Umur lampu ini lebih tua dari tannggal pernikahan ayah dan umak, karena sebelum umak beranjak dewasa lampu ini sudah tercipta, lampu ini pertama kali di temukan oleh jauhum,dialah nama kakekku dari pihak umak, meskipun tak tercatat di buku rekor dunia, maupun hak paten pusaka indonesia, sebelum negara lain mengklaimnya, kurasa lebih afdol hari ini lampu teplok yang satu ini asli MADE IN INDONESIA van Mandailing.
Lain halnya tradisi umak kalau sudah selesai makan. Biasanya Menyuruh salah satu kami mengambil parang dan pinang,
‘;’;’;’gendut_kodir_irham_bayo_hadi.... Eh .... Ma rempot sude bo.
Pas umak sadar kesilapannya. Kami pun terpingkal-pingal, padahal yang disuruh umak _aku) , akhirnya jejeran nama-nama kami ikut terseret berantakan.
Hanya gara-gara mengambil buah pinang yang mengering di bawah tempat rak piring, karna aku masih makan, antara aku dan kodir saling melontarkan pandangan. Bola mata kami berguling-guling kiri kekanan, melirik tajam dan adu bahu, saling menyuruh mengelakkan perintah umak yang merasakan lidahnya kaku ,
 bahkan bertengkar seperti pejabat negri yang saling menuduh kasus suap bin korupsi, pada saat ini hanyalah itu news tayangan tv. Masing-masing kami bela diri sendiri merebut kata :
 Au Sajo #selalu aku”.
 tapi karna ada keluhan yang sulit untuk ku ungkapkan pada ayah dan umak, kuberanjak dengan wajah seribu keriput kedapur sambil merepet.

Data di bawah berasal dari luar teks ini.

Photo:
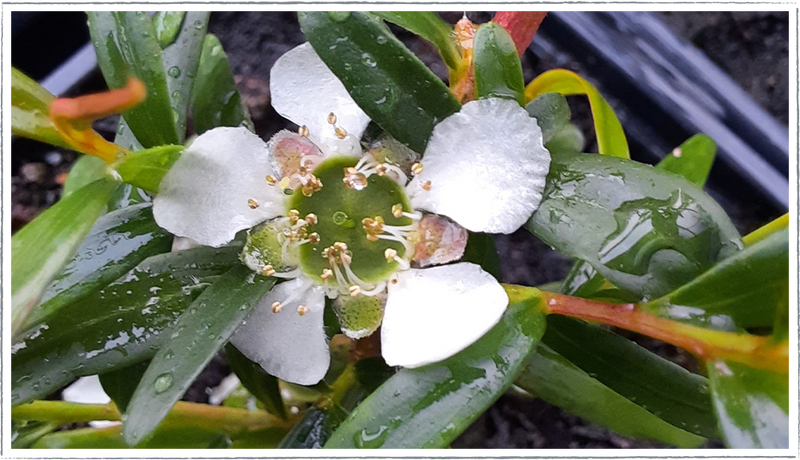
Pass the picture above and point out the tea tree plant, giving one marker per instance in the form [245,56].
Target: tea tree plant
[347,268]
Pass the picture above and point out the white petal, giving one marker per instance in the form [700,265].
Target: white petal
[291,347]
[205,195]
[305,91]
[487,167]
[433,313]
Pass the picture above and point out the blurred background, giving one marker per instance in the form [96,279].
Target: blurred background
[667,73]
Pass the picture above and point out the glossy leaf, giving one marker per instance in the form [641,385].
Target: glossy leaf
[126,44]
[40,249]
[256,380]
[754,406]
[117,242]
[551,112]
[387,81]
[181,58]
[742,291]
[498,70]
[167,24]
[428,25]
[216,100]
[29,110]
[610,136]
[84,171]
[120,384]
[691,160]
[115,327]
[146,168]
[647,231]
[198,334]
[661,387]
[553,378]
[426,408]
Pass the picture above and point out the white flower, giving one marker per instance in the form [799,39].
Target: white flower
[345,224]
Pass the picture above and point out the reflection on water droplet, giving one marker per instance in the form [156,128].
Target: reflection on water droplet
[163,382]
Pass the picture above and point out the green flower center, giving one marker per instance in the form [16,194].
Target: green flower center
[355,219]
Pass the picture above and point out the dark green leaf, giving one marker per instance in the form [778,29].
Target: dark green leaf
[743,291]
[215,98]
[645,230]
[551,112]
[146,168]
[21,434]
[553,378]
[387,81]
[181,60]
[253,377]
[197,336]
[84,171]
[126,45]
[115,327]
[428,25]
[120,384]
[40,249]
[692,160]
[754,406]
[498,70]
[29,110]
[661,387]
[115,244]
[426,408]
[167,23]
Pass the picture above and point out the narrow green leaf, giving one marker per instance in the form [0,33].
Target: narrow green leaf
[117,242]
[198,334]
[22,434]
[29,110]
[216,100]
[692,160]
[426,408]
[645,230]
[428,25]
[551,112]
[146,168]
[120,384]
[114,327]
[167,23]
[40,249]
[553,378]
[126,45]
[754,406]
[611,138]
[661,387]
[743,291]
[181,58]
[498,70]
[388,82]
[256,380]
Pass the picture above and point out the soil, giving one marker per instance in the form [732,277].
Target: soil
[754,46]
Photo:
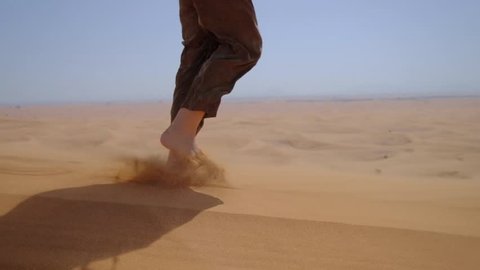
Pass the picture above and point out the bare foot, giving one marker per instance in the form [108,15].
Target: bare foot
[178,143]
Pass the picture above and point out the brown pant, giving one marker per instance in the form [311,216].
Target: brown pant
[221,44]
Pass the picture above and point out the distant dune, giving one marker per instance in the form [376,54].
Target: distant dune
[372,184]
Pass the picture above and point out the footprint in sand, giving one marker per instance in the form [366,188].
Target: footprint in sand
[30,167]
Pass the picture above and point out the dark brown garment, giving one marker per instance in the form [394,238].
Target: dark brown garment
[221,44]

Seratus persen aku tak yakin, kalau ayah bisa mendengarkan keluh kesahku ini, juga umak. palingan mereka terdiam dengan seribu kata membisu, sebab abangku pun dulu saat berada diposisi ini, berakhir campak kejakarta, mengadu nasib ke ibukota paling kejam sedunia itu.

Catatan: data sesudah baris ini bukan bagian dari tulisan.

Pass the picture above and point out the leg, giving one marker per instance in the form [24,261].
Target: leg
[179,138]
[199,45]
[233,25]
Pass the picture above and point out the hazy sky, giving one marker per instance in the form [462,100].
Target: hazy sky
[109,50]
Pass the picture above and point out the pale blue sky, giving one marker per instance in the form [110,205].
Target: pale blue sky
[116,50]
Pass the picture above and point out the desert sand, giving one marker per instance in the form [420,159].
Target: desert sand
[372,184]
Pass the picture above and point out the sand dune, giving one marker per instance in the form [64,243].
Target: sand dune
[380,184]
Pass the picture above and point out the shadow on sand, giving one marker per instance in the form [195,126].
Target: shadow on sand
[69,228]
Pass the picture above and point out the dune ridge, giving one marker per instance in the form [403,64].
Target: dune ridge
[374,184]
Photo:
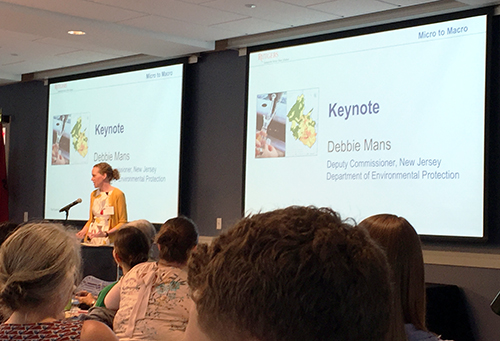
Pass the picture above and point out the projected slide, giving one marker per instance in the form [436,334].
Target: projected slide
[390,122]
[130,120]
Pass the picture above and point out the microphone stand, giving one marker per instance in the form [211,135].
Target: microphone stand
[67,213]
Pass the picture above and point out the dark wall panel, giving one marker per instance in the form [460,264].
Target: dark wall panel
[213,135]
[26,104]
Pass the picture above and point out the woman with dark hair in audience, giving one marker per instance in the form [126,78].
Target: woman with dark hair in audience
[404,252]
[131,247]
[39,267]
[108,209]
[154,299]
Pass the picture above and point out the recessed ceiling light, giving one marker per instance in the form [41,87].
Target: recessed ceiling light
[76,33]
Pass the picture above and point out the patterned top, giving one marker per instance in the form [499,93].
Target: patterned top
[63,330]
[154,303]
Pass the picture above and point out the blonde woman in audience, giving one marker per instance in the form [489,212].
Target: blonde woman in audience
[404,252]
[39,267]
[153,299]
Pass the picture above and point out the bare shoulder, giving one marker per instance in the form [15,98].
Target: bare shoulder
[96,331]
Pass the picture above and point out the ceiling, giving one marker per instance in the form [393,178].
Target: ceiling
[34,43]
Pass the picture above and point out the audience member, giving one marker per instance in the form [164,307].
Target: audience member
[154,299]
[404,253]
[131,247]
[150,231]
[39,267]
[299,273]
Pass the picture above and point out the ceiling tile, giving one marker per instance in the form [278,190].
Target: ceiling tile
[180,28]
[80,8]
[348,8]
[251,26]
[407,2]
[274,11]
[179,10]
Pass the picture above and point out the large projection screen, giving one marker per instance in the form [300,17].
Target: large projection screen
[132,121]
[387,122]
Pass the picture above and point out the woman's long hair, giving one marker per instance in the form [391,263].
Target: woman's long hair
[404,253]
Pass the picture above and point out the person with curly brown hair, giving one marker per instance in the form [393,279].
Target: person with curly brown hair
[299,273]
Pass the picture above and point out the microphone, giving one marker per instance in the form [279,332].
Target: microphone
[68,206]
[495,304]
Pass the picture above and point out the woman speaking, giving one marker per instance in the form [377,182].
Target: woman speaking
[108,210]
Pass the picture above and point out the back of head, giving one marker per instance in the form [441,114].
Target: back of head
[404,253]
[132,245]
[177,237]
[299,273]
[39,263]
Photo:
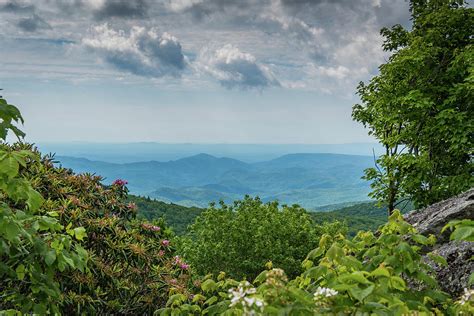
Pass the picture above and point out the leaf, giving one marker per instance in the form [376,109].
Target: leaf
[35,200]
[20,272]
[9,166]
[11,231]
[175,299]
[463,233]
[421,239]
[380,272]
[397,283]
[80,233]
[438,259]
[211,300]
[356,276]
[261,277]
[361,294]
[335,252]
[209,285]
[50,257]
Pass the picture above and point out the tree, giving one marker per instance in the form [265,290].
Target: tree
[420,106]
[241,239]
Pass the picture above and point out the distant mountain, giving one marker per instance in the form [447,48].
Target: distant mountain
[146,151]
[310,180]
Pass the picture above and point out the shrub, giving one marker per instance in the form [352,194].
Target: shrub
[240,239]
[371,274]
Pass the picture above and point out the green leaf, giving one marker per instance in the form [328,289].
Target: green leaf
[380,272]
[11,231]
[361,294]
[9,166]
[356,276]
[397,283]
[209,285]
[80,233]
[211,300]
[463,233]
[50,257]
[20,272]
[438,259]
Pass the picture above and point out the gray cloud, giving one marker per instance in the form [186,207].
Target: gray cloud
[122,9]
[33,24]
[15,7]
[235,69]
[142,52]
[316,44]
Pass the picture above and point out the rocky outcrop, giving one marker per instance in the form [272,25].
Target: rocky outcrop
[430,220]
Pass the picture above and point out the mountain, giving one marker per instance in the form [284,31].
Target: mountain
[310,180]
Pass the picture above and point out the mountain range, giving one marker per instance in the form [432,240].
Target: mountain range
[311,180]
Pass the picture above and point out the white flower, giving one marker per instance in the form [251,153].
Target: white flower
[241,296]
[322,292]
[466,297]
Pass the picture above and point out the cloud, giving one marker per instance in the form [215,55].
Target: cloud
[15,7]
[235,69]
[33,24]
[142,52]
[120,9]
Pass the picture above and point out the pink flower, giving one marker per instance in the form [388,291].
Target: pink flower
[177,260]
[151,227]
[120,182]
[132,206]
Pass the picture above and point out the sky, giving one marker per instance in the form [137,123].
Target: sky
[192,71]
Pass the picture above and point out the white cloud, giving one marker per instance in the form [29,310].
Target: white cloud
[233,68]
[142,52]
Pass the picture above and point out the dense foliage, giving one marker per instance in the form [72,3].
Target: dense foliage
[69,243]
[360,216]
[176,216]
[381,274]
[241,238]
[420,106]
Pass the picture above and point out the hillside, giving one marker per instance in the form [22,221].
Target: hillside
[310,180]
[359,216]
[176,216]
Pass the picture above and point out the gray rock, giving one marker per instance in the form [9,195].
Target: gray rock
[433,218]
[430,220]
[454,277]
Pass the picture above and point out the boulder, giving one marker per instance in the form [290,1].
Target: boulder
[430,220]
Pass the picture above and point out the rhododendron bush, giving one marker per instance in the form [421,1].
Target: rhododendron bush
[371,274]
[69,244]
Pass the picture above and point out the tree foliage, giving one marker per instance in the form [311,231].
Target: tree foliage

Tapi malam ini, ayahku sepertinya kecapean, seharian kerjanya hanya buruh tidak tetap sama seperti umak ,sedangkan ayah hanya mencari kayu bakar untuk pesanan toke batu-bata atau kuli bangunan. kadang ada. paling tidak, sama sekali capeknya saja . begitu pula umak, yang menggarap disawah orang, Itupun kalu musim panen padi, atau mencangkul kembali. berangkat jam enam pagi, pulang setengah tujuh, artinya mulai terbit matahari. hingga terbenam kembali.
23 juni 2003 ,
Wali kelasku bapak NIJAR, S.pd mengumumkan bahwa penerimaan ijazah kelas enam tahun ini pada tanggal 23 juni 2003. Hasil dari rapat koordinasi para guru di kantor, sesuai dengan surat keputusan dinas pendidikan, yang disampaikan oleh kepala sekolah SD Negeri No.147893 jambur padang matinggi kepada pegawainya, oleh Bpk.Drs.Roy Ronggur.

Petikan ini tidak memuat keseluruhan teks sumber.